Microsoft research shows chatbots seeping into everyday life - People are still shocked that people use AI chat bots as close friends, tutors, life-coaches, and even therapists.
Oracle and the hard truths about software - “Oracle’s predicament is more acute than the hyperscalers’. Its business is smaller, its pockets shallower and its lot hitched more tightly to the fate of a single customer, OpenAI, which accounts for over half its $500bn in pledged revenue.”
Over 40% of Dutch have anxiety or depression; 1 in 20 receive mental health treatment - Netherlands: ”The group of people experiencing anxiety or depression has grown over the past ten years. In 2014, it was 36 percent, and last year almost 44 percent. The increase is particularly noticeable among young people and women.” Related: “More than half of Dutch renters ages 18 to 34 fear they will not find a rental home because of high rents and growing competition among house-hunters, as the supply of available housing continues to shrink.”
The politics of the ice cream business. Also: Ben & Jerry’s was worth $326 million.
Before You Build a Private Cloud, Ask This One Question - “The question that actually determines success is simpler—and almost never asked: Are we ready to operate a private cloud as a product for the next 3–5 years?”
Copywriters reveal how AI has decimated their industry - “a new AI-infested economy”
6,690 Americans apply to move to the Netherlands this year, highest in a decade -
Why Couples Therapists Are Sick of ‘Therapy-Speak’ - The Atlantic - “Let’s say one person forgot to pick up groceries or didn’t accurately recall a conversation; the other would say, ‘Oh, you’re gaslighting me. This is psychological abuse,’” he said. “But they weren’t. They were just having what I would consider pretty normal miscommunications.”
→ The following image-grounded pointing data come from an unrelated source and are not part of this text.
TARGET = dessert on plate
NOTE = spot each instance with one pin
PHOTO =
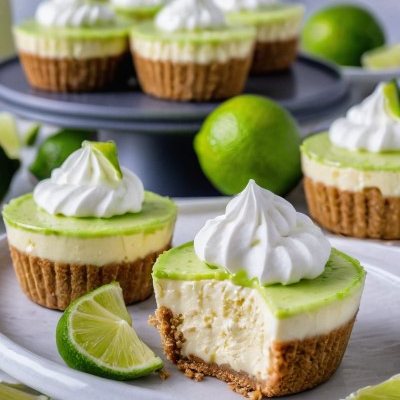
(260, 300)
(352, 172)
(72, 46)
(91, 223)
(190, 53)
(278, 27)
(137, 10)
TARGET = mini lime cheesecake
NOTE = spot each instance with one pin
(72, 46)
(189, 53)
(352, 172)
(259, 300)
(87, 226)
(278, 27)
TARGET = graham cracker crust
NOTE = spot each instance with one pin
(190, 81)
(296, 365)
(364, 214)
(274, 56)
(55, 285)
(73, 75)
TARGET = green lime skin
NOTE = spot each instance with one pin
(8, 168)
(250, 137)
(56, 149)
(342, 34)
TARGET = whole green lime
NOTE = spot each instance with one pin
(342, 34)
(250, 137)
(56, 149)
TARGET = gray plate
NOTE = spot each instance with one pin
(310, 87)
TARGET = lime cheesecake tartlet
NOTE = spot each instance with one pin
(260, 300)
(72, 46)
(278, 27)
(90, 224)
(137, 10)
(352, 172)
(189, 53)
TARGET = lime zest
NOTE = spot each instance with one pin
(107, 150)
(392, 98)
(9, 137)
(95, 335)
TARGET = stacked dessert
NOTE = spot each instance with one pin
(90, 224)
(352, 172)
(260, 300)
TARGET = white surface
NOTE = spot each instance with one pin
(28, 351)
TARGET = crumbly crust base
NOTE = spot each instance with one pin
(55, 285)
(296, 365)
(364, 214)
(191, 81)
(73, 75)
(274, 56)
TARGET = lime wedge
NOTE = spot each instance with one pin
(388, 390)
(392, 97)
(9, 391)
(9, 138)
(110, 152)
(386, 57)
(95, 335)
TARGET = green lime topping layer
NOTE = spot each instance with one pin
(148, 31)
(157, 213)
(343, 275)
(95, 335)
(31, 27)
(273, 13)
(320, 149)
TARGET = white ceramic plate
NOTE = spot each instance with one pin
(28, 351)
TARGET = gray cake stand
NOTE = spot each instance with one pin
(155, 136)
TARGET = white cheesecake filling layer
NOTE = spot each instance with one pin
(191, 52)
(277, 32)
(350, 179)
(228, 324)
(58, 48)
(93, 251)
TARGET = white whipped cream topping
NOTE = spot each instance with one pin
(264, 235)
(189, 15)
(242, 5)
(86, 186)
(368, 126)
(74, 14)
(136, 3)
Introducing AX: Why Agent Experience Matters - Make it so the robots can use your shit, or you might be irrelevant. At least, less so. // ”Platforms, tools or frameworks that are hard for large language models (LLMs) and agents to use will start feeling less powerful and require more manual intervention. In contrast, tools that are simple for agents to integrate with and well suited for the strengths and constraints of LLMs will quickly become vastly more capable, efficient and popular.”
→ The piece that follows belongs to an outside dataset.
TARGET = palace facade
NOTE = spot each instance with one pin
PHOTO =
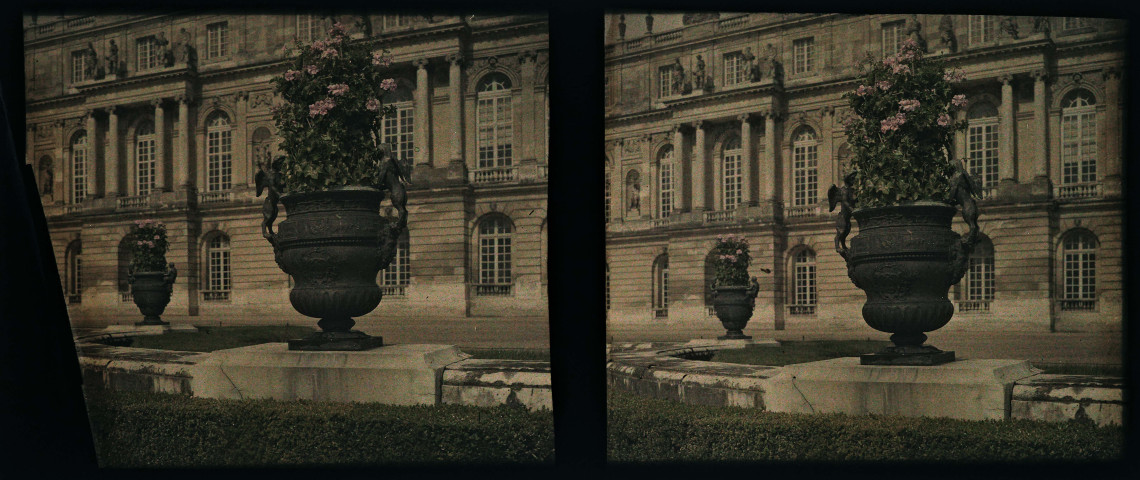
(733, 124)
(168, 116)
Everything I Got Wrong About Product (So You Don’t Have To) - “The job isn’t to “prioritise value”, but to create the conditions where value can move. You don’t reveal value through prediction; you reveal it through flow.” // Some product management maxims.
Amazon’s enterprise AI strategy, explained by Neil Ward-Dutton.

Wastebook
“[N]ot everyone needs to like everything, which is the most important thing.” On art, but also life in general.
“No. Make it shorter. Tea please.” The PowerPoint Guru.
“Please let us know if you plan to bring a dog. Our restaurant is not dog-friendly but we will always do our very best to find you a table in the bar areas. This cannot be guaranteed.” The Bridge Inn
“It is so hard to keep track of the policies of a platform run by liars and frauds.” The European Commission Should Not Be on X in the First Place
“visibility engine” The AI slop spam comes for thee
“mischievous or playful activity : PRANK —usually used in plural” The word is: MONKEYSHINE

Logoff
We’re almost there, the end of the year.
It’s looking like I’ll be giving my playing D&D with AI talk again this week. Here’s the last time I gave it at AI for the Rest of Us in October.
I’ve been thinking about how much AI’s ability to play D&D has improved over the past year. I may have to unwind a lot of my prompts and techniques. With one or two MCP Servers and/or Claude Skills, my theory is that all you really need is some prompting for style and tone. Plus uploading a few files.
A lot of the work I’ve been doing now is still around getting the AI to be more active and, let’s say, adventure forward. It still sits there alluding, alluding, but never taking action.
Identifying what’s “fun” is also something it’s not too great at. This is a fuzzy thought, but I don’t know if the AIs know how to make decisions based on what would be fun, tuned to me of course. I realize that’s not how AIs work, but you get what I mean. Maybe.